Покупатель расплатился и ушел.
— Что, сегодня не учатся?
Я сказал, что меня выгнали, потому что я не приготовил уроки. Это была не совсем ложь, потому что уроки я в тот день действительно не приготовил.
Бабушка поверила.
— Ну так посиди немного со своей старой бабушкой, — сказала она.
— Нет, — сказал я, — я только случайно тут проходил и решил с тобой поздороваться.
Этому она не так уж поверила.
— А к дедушке ты можешь подойти?
Я сказал, что могу. Тогда она вытащила из какого-то кармана плоскую металлическую коробочку и велела мне передать ее дедушке. И добавила, что я тоже могу из нее угоститься.
— А что это?
— Ты же умеешь читать, так прочти.
Я прочел: «Сардины». Она погрозила мне пальцем:
— Я сказала «угоститься», но не съешь все сам. Запомни. Может, дедушка и не разберет, съел ты все сардины или нет, но я-то уж точно дознаюсь.

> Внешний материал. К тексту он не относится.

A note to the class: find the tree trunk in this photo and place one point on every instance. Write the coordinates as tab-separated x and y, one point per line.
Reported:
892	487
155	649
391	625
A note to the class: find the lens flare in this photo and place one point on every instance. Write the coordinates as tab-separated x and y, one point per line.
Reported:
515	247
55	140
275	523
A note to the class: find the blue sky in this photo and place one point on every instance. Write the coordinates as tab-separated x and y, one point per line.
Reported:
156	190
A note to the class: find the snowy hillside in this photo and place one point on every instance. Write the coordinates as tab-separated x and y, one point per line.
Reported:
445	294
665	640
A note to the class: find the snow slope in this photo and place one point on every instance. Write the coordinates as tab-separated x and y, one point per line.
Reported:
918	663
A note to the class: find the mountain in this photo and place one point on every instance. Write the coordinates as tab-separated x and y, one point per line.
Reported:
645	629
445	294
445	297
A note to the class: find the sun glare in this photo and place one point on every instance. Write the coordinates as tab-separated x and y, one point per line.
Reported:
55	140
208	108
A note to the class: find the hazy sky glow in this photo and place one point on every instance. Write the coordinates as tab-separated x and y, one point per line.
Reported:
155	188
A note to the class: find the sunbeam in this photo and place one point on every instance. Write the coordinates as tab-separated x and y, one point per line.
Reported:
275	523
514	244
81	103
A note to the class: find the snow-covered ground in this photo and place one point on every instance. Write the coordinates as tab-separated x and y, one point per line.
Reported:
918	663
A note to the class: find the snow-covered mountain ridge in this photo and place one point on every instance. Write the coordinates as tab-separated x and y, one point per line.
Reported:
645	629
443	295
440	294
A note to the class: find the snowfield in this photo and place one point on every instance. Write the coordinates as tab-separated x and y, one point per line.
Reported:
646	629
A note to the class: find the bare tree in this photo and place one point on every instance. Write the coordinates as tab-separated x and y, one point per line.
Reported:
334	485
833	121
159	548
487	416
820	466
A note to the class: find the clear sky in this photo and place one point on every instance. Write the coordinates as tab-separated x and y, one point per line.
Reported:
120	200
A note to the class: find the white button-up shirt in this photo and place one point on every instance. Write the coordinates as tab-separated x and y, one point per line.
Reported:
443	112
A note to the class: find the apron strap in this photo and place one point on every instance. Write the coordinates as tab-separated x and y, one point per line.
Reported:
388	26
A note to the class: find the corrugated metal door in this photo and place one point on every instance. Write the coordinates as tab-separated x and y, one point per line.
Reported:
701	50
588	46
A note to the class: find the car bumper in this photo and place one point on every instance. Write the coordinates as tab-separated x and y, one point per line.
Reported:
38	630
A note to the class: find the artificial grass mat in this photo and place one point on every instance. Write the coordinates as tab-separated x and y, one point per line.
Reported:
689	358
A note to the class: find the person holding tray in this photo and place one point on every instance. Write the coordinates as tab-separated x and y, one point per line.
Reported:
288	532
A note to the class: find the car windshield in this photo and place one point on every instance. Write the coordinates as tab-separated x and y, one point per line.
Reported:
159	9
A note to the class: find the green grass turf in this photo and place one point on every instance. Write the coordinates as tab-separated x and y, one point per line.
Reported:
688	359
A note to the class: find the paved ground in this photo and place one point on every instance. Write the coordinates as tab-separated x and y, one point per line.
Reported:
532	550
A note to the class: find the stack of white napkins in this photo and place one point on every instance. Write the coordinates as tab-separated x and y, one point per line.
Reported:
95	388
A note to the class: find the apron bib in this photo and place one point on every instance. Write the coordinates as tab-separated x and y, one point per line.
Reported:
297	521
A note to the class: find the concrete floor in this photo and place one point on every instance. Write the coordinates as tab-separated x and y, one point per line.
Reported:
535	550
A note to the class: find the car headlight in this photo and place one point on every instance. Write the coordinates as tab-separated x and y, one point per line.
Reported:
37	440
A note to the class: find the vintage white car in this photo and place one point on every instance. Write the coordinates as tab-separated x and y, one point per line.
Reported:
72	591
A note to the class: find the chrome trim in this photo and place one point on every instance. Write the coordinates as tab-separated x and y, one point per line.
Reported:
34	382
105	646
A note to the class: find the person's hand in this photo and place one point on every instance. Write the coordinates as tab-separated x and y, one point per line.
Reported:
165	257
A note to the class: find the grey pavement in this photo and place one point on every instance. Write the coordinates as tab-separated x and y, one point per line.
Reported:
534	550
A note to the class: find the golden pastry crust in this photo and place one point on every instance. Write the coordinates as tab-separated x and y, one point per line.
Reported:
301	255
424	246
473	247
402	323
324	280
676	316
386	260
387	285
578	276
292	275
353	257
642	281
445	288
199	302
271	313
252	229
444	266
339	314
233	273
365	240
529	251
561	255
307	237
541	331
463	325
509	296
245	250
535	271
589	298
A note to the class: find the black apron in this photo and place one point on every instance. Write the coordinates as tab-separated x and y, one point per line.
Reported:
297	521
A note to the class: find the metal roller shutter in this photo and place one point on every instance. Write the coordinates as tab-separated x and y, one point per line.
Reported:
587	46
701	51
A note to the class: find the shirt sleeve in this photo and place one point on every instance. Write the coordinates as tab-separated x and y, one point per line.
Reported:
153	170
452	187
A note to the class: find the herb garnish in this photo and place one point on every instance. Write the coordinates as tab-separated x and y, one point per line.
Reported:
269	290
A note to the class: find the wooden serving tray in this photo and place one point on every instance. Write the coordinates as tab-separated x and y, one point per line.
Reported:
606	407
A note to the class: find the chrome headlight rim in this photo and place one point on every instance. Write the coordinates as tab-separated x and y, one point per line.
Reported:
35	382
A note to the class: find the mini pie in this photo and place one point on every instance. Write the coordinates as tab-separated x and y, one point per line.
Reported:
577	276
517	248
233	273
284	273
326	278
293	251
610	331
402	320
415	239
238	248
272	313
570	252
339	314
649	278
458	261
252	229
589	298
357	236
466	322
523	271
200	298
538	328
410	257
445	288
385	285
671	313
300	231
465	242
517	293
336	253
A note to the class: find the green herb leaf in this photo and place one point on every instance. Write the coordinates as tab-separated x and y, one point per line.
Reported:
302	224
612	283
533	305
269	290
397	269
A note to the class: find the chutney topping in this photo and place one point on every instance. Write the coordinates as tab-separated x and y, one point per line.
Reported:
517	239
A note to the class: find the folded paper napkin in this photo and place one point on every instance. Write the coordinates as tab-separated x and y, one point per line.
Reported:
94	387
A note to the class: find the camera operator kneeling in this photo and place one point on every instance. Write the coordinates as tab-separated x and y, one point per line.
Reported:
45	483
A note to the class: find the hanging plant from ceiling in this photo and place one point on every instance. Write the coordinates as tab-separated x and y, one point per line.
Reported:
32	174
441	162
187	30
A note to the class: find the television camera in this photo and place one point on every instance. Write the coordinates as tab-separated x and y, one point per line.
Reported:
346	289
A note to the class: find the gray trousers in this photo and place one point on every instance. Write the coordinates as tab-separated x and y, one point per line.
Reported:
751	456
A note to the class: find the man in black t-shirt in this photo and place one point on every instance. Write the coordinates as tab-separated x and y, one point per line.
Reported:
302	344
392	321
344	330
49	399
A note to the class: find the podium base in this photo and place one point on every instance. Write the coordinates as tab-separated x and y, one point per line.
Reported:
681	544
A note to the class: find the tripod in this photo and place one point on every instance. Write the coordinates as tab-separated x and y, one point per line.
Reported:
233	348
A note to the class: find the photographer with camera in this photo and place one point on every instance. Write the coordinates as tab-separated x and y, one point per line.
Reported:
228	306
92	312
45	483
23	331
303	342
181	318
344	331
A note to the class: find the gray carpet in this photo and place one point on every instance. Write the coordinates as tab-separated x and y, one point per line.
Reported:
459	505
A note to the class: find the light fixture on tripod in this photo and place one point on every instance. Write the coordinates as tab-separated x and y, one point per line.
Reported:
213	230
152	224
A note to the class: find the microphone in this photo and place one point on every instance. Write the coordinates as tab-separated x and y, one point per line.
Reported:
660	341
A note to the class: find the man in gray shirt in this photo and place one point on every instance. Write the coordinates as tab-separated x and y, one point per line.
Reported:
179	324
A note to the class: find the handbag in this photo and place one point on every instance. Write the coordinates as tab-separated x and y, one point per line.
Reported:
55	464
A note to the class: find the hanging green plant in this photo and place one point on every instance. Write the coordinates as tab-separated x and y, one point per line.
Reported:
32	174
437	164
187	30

В этом она была как мама — всегда знала, когда я вру. Но в отличие от мамы щедро награждала оплеухами за любую ложь.
Мама рассказывала, что дедушка наказывал своих сыновей ремнем. Ставил на колени и лупил, и чем старше был мальчик, тем больше ему доставалось. А бабушка учила маму оплеухами, и чем старше становилась мама, тем сильнее были оплеухи. Но однажды мама сказала ей, что она уже женщина, и тогда оплеухи прекратились. Что это значит, что она уже женщина? Я тогда не понял, и мама сказала, что объяснит мне в другой раз. Но этот другой раз так и не наступил.